Editors Reads Verdict
Diaz's Pulitzer Prize winner is a formally dazzling puzzle about who gets to tell stories and who gets silenced, using the machinery of finance and marriage to examine how power shapes narrative itself. Demanding but deeply rewarding.
What We Loved
- Formally brilliant — four nested narratives that reframe each other
- A profound meditation on how wealth controls public memory
- Mildred Bevel's section is one of the most powerful voices in recent fiction
- Rewards close reading and re-reading
Minor Drawbacks
- The formal complexity may frustrate readers expecting a conventional novel
- The first section can feel slow before the structure becomes apparent
- Diaz keeps emotional temperature deliberately low, which not all readers will accept
Key Takeaways
- → Wealth does not just buy things — it buys the ability to control one's own story
- → Official history is always a version shaped by those with the power to shape it
- → Women's intelligence and contributions are systematically erased from the record
- → Fiction about reality can become indistinguishable from reality
- → The same facts look completely different depending on who holds the pen
| Author | Hernan Diaz |
|---|---|
| Publisher | Riverhead Books |
| Pages | 416 |
| Published | May 3, 2022 |
| Language | English |
| Genre | Literary Fiction |
| Difficulty | Advanced |
| Best For | Literary fiction readers; those interested in narrative structure and the politics of storytelling. |
Four Versions of One Story
“Trust” opens with what appears to be a slim, elegant novel called “Bonds” — a thinly veiled account of a Gilded Age financier named Andrew Bevel and his brilliant, troubled wife.

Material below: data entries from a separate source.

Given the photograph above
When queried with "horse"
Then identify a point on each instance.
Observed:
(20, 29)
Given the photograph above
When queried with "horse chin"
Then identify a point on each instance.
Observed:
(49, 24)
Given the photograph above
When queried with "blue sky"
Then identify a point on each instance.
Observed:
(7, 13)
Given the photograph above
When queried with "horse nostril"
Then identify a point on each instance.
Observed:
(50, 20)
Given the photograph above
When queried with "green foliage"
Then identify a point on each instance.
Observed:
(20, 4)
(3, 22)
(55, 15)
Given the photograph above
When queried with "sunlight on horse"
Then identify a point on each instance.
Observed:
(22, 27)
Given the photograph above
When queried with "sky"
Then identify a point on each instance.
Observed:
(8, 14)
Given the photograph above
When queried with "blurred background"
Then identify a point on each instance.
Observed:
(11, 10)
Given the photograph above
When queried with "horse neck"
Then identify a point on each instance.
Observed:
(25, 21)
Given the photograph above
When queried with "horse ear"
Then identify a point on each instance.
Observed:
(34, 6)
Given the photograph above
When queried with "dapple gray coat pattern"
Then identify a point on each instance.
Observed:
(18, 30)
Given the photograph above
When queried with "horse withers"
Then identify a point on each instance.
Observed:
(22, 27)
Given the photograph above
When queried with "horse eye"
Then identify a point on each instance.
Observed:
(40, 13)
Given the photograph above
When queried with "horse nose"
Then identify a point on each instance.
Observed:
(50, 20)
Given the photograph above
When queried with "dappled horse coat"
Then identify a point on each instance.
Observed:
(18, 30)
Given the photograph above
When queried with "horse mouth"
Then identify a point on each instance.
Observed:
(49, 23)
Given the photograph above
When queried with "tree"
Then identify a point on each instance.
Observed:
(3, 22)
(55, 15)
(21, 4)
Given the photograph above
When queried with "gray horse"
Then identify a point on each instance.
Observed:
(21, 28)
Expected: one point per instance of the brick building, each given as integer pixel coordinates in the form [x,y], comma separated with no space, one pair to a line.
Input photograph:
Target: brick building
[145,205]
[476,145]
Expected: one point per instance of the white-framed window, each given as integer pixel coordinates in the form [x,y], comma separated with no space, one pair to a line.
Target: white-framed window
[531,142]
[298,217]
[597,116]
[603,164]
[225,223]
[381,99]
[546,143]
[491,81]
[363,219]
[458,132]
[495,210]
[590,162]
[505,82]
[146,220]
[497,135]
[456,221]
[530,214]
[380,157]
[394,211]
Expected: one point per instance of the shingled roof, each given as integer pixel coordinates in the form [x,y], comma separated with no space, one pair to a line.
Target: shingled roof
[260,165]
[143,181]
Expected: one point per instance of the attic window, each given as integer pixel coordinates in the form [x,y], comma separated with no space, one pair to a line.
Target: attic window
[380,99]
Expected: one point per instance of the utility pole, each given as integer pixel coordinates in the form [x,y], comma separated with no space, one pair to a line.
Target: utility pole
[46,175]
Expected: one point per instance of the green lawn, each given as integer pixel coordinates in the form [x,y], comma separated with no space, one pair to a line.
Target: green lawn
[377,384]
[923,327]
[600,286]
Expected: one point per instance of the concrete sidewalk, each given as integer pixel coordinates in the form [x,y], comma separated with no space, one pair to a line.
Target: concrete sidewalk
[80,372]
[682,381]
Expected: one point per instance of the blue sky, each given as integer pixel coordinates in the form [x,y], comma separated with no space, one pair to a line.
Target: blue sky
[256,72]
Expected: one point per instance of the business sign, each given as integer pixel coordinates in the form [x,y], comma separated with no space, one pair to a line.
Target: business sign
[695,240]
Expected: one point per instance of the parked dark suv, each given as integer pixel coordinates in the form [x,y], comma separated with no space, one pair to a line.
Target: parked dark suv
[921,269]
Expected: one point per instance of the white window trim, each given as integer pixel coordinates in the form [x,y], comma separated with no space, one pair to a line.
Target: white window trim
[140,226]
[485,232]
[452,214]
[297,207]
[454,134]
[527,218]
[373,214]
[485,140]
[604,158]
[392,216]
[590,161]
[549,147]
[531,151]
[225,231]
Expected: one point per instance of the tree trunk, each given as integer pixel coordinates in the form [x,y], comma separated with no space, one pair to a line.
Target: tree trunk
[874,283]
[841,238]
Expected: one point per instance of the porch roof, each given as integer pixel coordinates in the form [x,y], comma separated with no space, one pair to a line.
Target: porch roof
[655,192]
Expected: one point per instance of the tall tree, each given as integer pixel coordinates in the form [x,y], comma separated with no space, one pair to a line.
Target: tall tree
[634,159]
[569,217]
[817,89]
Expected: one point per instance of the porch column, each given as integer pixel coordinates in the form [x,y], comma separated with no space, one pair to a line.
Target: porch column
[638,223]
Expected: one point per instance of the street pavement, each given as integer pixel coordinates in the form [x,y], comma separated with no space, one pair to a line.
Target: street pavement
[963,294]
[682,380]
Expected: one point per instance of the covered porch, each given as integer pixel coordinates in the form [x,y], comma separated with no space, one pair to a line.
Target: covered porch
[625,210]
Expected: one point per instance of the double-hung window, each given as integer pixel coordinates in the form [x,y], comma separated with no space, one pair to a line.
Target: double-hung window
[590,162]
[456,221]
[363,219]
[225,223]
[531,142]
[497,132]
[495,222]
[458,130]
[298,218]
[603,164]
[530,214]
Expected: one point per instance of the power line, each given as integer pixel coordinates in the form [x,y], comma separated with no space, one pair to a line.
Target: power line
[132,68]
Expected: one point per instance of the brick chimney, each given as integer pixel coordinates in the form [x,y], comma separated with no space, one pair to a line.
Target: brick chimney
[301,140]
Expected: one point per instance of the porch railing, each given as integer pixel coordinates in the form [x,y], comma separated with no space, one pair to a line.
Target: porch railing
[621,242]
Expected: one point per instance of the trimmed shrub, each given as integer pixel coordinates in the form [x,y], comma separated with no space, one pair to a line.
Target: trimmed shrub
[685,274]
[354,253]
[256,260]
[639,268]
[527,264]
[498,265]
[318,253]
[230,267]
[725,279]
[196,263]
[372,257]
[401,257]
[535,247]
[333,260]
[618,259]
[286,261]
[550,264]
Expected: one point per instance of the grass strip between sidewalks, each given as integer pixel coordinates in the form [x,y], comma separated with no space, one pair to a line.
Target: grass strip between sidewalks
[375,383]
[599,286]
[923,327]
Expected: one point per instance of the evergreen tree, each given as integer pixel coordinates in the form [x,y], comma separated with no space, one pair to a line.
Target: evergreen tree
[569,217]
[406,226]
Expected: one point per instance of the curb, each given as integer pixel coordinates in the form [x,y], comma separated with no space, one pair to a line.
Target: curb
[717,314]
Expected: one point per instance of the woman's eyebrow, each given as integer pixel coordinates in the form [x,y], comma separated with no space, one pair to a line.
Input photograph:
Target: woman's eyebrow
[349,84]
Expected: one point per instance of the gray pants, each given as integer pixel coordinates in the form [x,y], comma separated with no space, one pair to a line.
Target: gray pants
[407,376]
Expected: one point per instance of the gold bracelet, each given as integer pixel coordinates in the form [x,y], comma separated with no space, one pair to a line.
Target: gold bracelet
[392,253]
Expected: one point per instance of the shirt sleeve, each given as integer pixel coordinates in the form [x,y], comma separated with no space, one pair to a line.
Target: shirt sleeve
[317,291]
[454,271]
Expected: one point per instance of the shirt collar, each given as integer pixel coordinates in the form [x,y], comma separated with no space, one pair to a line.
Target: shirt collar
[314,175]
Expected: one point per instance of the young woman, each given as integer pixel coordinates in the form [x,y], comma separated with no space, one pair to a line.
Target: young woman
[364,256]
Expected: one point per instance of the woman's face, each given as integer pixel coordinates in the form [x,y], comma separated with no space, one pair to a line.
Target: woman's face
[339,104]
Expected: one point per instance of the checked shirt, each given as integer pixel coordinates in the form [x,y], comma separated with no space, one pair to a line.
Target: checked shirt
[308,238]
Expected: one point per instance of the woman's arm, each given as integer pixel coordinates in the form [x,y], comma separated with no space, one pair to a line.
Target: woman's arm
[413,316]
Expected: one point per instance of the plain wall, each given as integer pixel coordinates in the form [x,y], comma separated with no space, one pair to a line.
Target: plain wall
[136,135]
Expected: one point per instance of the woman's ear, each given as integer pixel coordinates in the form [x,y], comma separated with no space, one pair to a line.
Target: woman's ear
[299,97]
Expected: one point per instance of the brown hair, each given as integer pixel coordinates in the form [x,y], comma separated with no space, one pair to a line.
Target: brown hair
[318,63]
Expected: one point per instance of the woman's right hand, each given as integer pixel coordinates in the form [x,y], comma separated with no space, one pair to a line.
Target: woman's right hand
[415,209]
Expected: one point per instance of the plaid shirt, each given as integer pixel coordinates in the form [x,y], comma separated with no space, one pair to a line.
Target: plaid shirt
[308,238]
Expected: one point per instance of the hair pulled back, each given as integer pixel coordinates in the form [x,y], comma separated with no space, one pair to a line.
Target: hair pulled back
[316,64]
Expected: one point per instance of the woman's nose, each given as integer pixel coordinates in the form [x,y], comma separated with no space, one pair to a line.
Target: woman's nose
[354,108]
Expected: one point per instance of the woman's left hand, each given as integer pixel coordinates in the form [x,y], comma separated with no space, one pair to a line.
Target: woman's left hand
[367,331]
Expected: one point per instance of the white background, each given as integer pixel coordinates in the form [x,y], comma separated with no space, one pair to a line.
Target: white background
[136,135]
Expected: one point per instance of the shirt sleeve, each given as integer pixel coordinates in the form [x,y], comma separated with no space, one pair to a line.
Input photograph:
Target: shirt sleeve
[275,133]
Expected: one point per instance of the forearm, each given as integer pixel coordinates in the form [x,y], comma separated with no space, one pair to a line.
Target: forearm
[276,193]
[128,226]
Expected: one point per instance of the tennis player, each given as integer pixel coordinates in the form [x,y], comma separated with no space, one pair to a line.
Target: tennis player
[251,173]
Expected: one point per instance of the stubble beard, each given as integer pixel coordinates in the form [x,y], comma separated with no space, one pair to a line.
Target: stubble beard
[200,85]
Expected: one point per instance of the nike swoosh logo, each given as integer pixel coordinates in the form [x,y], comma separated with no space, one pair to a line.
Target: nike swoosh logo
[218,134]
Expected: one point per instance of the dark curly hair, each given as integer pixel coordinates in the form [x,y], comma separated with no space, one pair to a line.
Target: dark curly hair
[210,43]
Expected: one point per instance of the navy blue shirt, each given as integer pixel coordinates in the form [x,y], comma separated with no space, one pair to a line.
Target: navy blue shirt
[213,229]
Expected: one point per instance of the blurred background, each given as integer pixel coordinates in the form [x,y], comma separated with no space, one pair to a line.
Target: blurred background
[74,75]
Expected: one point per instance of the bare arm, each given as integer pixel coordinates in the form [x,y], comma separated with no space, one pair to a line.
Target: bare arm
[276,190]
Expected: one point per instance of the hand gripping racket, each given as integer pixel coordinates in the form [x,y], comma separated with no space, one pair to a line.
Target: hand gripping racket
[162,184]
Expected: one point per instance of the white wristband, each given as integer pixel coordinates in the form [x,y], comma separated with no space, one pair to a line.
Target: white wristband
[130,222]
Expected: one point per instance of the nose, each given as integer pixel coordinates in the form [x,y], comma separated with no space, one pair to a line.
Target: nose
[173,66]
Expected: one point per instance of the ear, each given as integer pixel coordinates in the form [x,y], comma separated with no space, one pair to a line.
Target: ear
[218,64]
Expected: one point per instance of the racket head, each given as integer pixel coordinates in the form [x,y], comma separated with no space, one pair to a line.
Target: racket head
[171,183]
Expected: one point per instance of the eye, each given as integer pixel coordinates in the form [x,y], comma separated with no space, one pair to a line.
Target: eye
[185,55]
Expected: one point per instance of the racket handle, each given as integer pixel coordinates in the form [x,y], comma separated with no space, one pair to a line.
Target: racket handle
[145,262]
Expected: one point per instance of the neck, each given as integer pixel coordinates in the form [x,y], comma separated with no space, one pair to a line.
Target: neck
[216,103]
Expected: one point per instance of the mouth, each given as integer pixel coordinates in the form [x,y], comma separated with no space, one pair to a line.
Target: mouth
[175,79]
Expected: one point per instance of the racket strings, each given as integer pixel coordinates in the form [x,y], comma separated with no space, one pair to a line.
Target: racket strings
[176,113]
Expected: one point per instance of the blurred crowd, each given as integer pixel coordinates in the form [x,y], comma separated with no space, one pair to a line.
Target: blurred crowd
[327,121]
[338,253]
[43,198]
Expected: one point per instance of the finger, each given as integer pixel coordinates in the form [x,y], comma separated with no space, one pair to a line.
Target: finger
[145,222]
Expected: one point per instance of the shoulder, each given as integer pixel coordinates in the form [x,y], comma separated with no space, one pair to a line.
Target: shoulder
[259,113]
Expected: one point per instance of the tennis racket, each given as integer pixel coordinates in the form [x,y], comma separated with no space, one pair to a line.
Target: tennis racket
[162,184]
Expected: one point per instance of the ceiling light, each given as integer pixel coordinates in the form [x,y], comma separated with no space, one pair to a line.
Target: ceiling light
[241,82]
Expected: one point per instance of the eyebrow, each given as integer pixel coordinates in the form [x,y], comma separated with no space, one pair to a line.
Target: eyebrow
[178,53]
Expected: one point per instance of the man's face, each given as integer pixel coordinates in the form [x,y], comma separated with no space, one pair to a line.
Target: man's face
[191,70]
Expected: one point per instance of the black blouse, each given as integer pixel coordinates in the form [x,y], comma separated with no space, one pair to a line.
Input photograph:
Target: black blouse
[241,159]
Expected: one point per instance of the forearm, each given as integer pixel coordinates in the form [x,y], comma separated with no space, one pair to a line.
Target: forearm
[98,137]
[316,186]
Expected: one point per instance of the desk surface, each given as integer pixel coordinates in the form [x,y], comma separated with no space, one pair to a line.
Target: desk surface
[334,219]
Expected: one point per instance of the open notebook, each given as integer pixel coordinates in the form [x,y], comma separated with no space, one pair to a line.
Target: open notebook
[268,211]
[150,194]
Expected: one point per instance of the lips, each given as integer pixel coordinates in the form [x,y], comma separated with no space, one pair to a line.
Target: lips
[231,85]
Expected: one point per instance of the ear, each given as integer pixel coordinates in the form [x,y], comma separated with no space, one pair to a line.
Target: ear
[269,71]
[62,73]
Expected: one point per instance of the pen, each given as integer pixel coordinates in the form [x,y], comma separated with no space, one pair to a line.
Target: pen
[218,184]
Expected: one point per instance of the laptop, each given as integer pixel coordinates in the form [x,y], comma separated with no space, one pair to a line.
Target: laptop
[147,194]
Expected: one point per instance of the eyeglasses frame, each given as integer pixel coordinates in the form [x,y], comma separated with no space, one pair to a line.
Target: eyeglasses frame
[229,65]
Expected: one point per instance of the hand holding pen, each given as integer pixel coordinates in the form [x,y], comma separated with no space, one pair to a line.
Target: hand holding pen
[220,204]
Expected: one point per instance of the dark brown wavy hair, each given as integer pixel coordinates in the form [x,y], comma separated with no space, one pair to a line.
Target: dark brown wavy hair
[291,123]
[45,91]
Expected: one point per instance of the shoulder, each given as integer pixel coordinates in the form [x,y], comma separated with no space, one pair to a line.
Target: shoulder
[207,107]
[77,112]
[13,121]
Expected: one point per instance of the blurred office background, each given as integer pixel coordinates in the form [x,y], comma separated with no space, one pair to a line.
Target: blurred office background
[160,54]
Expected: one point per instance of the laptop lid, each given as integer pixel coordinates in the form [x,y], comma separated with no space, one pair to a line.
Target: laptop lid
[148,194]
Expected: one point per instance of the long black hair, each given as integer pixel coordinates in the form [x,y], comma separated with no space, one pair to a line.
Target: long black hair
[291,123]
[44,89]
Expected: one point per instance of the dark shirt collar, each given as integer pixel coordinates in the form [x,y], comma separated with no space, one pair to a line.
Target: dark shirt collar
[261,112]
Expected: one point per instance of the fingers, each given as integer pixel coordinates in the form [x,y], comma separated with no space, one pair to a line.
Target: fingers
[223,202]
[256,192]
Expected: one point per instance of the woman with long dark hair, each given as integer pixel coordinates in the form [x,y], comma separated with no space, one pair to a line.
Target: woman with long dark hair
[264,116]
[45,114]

It reads as a period piece, formal and slightly cold. Then Diaz introduces a second narrative: Andrew Bevel’s own memoir, written explicitly to correct the record. Then a third: the memoir of the ghostwriter Bevel hired, who discovered things Bevel didn’t want written. Then a fourth: the diary of Bevel’s wife herself, the woman who was the real architect of their fortune and the most thoroughly buried.
The Architecture of Erasure
Diaz’s subject is not just the Gilded Age but the mechanisms by which wealth writes and rewrites history. Each of the four narratives claims authority while simultaneously exposing its own partiality. The first novel seems authoritative until Bevel’s memoir reveals it as slander. The memoir seems authoritative until the ghostwriter reveals its distortions. By the time Mildred Bevel’s own voice emerges in the fourth section, the reader has been so thoroughly trained to distrust narrators that her honesty is both shocking and devastating.
Mildred Bevel
The novel’s emotional center is Mildred, whose intelligence, financial acumen, and suffering have been systematically erased from every account. She is the one who actually understood markets; she is the one who engineered the fortune her husband received credit for; she is the one whose illness became the occasion for a narrative of male devotion that served Bevel’s public image. Her diary, written in fragments, is the most powerful section of a formally ambitious novel.
Demanding and Rewarding
“Trust” is not an easy read — Diaz keeps the emotional register deliberately restrained, and the formal complexity requires active attention. But readers willing to work will find one of the decade’s most rigorous explorations of power, narrative, and the particular ways women are written out of history.
Our rating: 4.2/5 — A formally audacious Pulitzer winner that uses the machinery of narrative itself to interrogate who gets to tell the truth.